The Hardest Lesson
There is an issue in violence that everything we do in training points to, but very few people, if anyone, ever gets. We have paid lip service to it, talked around it, and indirectly hinted at it. Today is the day it gets dragged out into the open.
You’ve heard us say that the one doing the violence prevails, and you’ve probably seen this adage in action (hopefully only on video). You buy the logic of it, see the truth of it stitched across the entire swath of human history. But have you ever really thought about what that means for you?
In poker they say that if you sit down at the table and don’t know who the sucker is, it’s you. If you find yourself there, as the sucker, it’s best to get out before the first card hits the table. In violence, if you’re not the most dangerous person in the room, you’re the victim.
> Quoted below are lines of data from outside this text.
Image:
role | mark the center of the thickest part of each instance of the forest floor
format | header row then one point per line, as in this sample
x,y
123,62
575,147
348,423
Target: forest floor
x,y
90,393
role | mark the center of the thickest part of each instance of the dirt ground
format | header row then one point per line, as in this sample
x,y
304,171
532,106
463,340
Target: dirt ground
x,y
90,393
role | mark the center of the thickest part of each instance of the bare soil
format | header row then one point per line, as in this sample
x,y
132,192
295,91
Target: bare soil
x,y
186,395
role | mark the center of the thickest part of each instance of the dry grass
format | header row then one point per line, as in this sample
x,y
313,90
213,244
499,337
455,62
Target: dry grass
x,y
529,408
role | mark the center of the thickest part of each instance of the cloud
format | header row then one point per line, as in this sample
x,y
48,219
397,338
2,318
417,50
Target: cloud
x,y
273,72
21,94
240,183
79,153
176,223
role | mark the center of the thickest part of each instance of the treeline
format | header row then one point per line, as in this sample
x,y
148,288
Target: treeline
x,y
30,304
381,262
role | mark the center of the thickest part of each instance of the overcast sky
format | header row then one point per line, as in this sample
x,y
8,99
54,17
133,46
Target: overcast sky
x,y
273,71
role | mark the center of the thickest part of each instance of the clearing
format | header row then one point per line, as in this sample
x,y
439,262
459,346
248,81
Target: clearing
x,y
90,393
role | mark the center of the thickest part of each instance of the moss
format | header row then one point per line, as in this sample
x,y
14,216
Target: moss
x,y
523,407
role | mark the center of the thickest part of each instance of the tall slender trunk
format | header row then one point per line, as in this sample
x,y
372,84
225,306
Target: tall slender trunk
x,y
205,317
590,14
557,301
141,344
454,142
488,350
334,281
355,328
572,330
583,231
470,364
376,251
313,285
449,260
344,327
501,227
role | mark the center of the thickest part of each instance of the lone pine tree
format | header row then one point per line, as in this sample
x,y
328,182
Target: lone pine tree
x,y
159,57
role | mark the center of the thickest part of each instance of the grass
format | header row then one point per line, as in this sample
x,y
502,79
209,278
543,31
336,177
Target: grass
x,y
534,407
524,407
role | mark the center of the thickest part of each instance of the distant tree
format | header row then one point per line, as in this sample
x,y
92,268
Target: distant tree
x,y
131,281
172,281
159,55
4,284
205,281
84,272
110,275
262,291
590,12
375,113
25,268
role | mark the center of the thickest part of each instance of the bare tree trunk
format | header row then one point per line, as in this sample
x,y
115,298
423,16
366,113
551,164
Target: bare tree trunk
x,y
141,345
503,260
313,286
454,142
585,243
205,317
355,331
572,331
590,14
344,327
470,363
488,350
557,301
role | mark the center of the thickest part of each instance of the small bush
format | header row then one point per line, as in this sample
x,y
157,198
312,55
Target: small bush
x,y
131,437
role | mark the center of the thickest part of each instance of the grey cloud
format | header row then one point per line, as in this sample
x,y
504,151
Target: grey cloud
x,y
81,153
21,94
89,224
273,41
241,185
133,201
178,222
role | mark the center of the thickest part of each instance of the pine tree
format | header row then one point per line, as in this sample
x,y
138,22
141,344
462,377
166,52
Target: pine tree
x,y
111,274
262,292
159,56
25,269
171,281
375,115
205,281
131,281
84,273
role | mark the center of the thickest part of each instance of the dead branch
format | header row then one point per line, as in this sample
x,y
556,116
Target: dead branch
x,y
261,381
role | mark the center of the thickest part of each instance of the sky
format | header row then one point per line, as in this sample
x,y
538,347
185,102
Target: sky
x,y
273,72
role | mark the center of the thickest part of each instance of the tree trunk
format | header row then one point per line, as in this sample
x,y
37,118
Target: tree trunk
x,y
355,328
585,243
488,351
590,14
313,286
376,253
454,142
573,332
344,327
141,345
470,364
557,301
So really, the end-goal of all training, all the time on the mats, every last millisecond of leg dynamics—even reading this post—is to become the most dangerous person in the room. Period. Wherever you go, no matter who you’re surrounded by, you need to be the most dangerous person there. The One person who, if you were to be caught on video doing violence, would stand out for directness, ferocity, and brutality. The One obvious person in the frame who is in control, making everyone else want to get away from them—and breaking people at will. The One who would make even a casual observer blanch and crap their pants. You want to be the center of the storm.
Right now you’re nodding in agreement. You got it, this is nothing new. That’s you to a T. It’s where you live, it’s how you roll, because you’re dedicated to living an embarrassingly long life and dying in bed surrounded by your geriatric great-grandchildren with your third baboon heart beating in your chest.
Here comes the hard part, the hardest lesson, because violence has nothing to do with being dedicated to living—it has everything to do with being dedicated to hurting, crippling, and killing people. With being The One person there who wants to do those things more than anyone else in the room.
Who do we know of who pulled off this trick recently? That’s right—the most recent mass shooter.* His use of the tool of violence was stunning in its base utility—it was textbook. So much so it is now your required reading. He was everything I laid out above, the one you were nodding enthusiastically to just a moment ago. Feels different now, doesn’t it?
If you really got it, if you really understood what we’re up to and up against here, it wouldn’t feel different at all. You would nod, just not enthusiastically. You’d do it with a grim determination. See, it’s kind of cool to whisper to yourself, “I’m the most dangerous person in the room.” It puffs you up, makes you feel like the protagonist in a spy thriller.
The reality of that statement ain’t so nice—or socially acceptable. Because what you’re really saying is “I’m like the most recent mass shooter.” The center of the storm, with unflinching intent, making everyone want to get away from you rather than go after you, delivering multiple injuries per person, dropping them and then making sure they don’t get up. If you had read the preceding sentence before I mentioned mass shootings, you’d think it was pretty cool. You’d think, “That’s me.” But not now. Now you’re wrestling with it. Sickened by the idea. That’s why it’s the hardest lesson.
It’s not only hard to learn—most people don’t want to learn it. If you’re having trouble with it, then that’s your biggest problem with training for violence—not how good or bad your cross step is, or where exactly the spleen is or not knowing enough base leverages. Because if you walk into the room and you don’t know who’s the most dangerous person, it sure as hell isn’t you.
— Chris Ranck-Buhr (from 2007)
*Virginia Tech shooting, April 16, 2007—32 dead, 17 wounded, with nothing but two pistols.